MANILA, Philippines, December 1 ------ The Department of Health (DOH) is on guard against a pathogen called mycoplasma pneumoniae following a rise in cases of pneumonia in the country. “Among the pathogens now being checked at the Research Institute for Tropical Medicine is this mycoplasma pneumoniae,” DOH Undersecretary Eric Tayag said in a radio interview. He added, “Doctors don’t usually have this (type) of bacteria tested. Once they suspect of such, they immediately recommend (the patients) to take antibiotics.”

Tayag clarified though, that this type of bacteria is drug resistant as he noted that “in China, it is 95 percent drug resistant.” “This means that the antibiotics are not working; so many are hospitalized. We are having it checked now if that is also the case in the country… Another thing is that we don’t have such antibiotics for children less than eight years old. It is not recommended for them to take this medicine,” he added. Tayag, also DOH spokesperson, noted that this type of bacteria is contagious even if there are no symptoms yet. “However, it is not fatal for those infected with this kind of bacteria. It is called ‘walking pneumonia’ since those suffering from this illness can still continue with their everyday activities,” he explained.

He advised the public to wear masks or just stay at home if they have symptoms such as fever, cough and colds. According to the Centers for Disease Control and Prevention, the mycoplasma pneumoniae bacteria can cause illness by damaging the lining of the respiratory system (throat, lungs, windpipe).
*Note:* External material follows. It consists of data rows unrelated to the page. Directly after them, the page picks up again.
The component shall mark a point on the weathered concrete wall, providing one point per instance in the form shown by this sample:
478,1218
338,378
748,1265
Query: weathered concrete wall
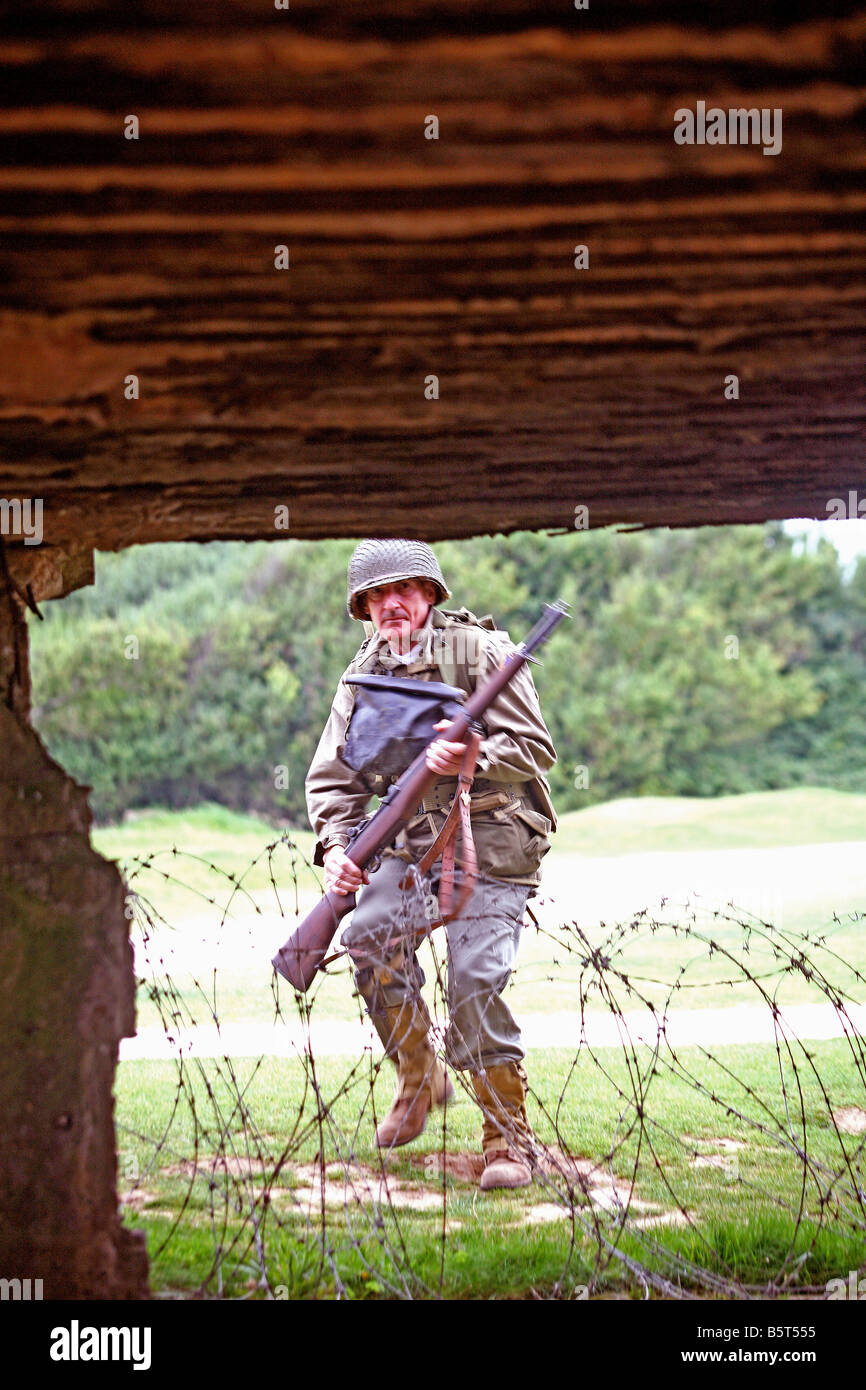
66,1000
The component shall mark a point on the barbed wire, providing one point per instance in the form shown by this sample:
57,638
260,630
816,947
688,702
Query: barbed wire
273,1154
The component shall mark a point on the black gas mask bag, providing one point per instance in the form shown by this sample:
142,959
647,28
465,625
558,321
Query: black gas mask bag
394,722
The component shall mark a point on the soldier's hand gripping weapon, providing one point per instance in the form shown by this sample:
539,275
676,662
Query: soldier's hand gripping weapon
307,947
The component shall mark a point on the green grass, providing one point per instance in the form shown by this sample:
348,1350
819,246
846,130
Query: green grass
742,1228
741,1225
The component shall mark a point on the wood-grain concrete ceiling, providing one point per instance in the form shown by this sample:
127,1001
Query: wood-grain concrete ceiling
413,259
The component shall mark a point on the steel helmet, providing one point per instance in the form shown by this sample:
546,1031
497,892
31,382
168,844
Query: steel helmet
385,562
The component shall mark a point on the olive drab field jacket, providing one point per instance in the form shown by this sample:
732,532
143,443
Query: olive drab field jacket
512,813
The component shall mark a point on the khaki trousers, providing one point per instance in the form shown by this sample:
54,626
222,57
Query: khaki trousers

It added that people could have the bacteria in their nose or throat at one time or another without being ill. From January to October this year, a total of 158,762 pneumonia cases were reported through the DOH’s Field Health Services Information System. This is 45.68 percent higher than the 108,982 cases reported in the same period in 2022.

The DOH said it is continuously working to further mitigate cases in the country through strengthened monitoring, implementing catch-up immunization and outbreak response immunization strategies, especially in areas with increasing incidence of vaccine-preventable diseases.